Two points in response. Firstly, CAMRA is a consumer organisation and prices are a big issue for consumers. Secondly, however, it is well worth exploring why such price differentials exist.

With the examples in question, it must be stressed that we're dealing with extremes. On the one hand, Wetherspoons by some distance sell the cheapest beer in town and Ruddles Bitter itself is much cheaper than their guest beers (£2.15 a pint). On the other, £1.95 for a half is well above what you'd pay in most city centre pubs, tenanted or otherwise, where £3.30 is about the average price for a standard bitter. Even so, how can 'Spoons charge so much less and still turn a profit?

Well, of course, as a chain of nearly 800 megapubs they have huge buying power and can negotiate keen prices with suppliers (though micro brewers I've spoken to assure me they pay a fair price, taking volume into account). Also because their pubs are so big and throughput so great they can cope with a small per-pint profit. Finally, the pubs are managed so they have central control over most aspects of the operation.

Tenants of breweries and pub companies have to buy their ales through their landlord, paying significantly more than the "free trade" price as a result. As owners of their own business they must also meet all the overheads from rent and rates through to utilities and staff costs. The current turnover of tenants is proof enough that running a pub is no easy recipe for riches - many are struggling just to get by.

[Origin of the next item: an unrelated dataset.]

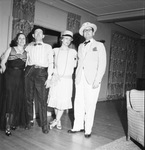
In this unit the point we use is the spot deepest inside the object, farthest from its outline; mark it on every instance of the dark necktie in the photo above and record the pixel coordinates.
(37, 44)
(85, 43)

But - it's a free market out there and you can't blame Wetherspoons for adopting their (successful) business model. As with supermarkets, we customers who live or work in Cambridge can choose where we spend our money (it's different out in the villages of course). From my experience what you get in the Regal (and hopefully the new Tivoli too) is a wide range of well-kept and interesting real ales at low prices. What you don't get is the atmosphere of a small-scale, community-focused traditional British pub whose licensee has a close relationship with his or her regulars. Many of us feel that such an experience is well worth paying more per pint for - but for others it's not a consideration and that's their entitlement.

And having said all that, I'll leave it to you, the reader, to decide if £1.95 is a reasonable price to charge for a 3.7% beer, even in a tenanted pub.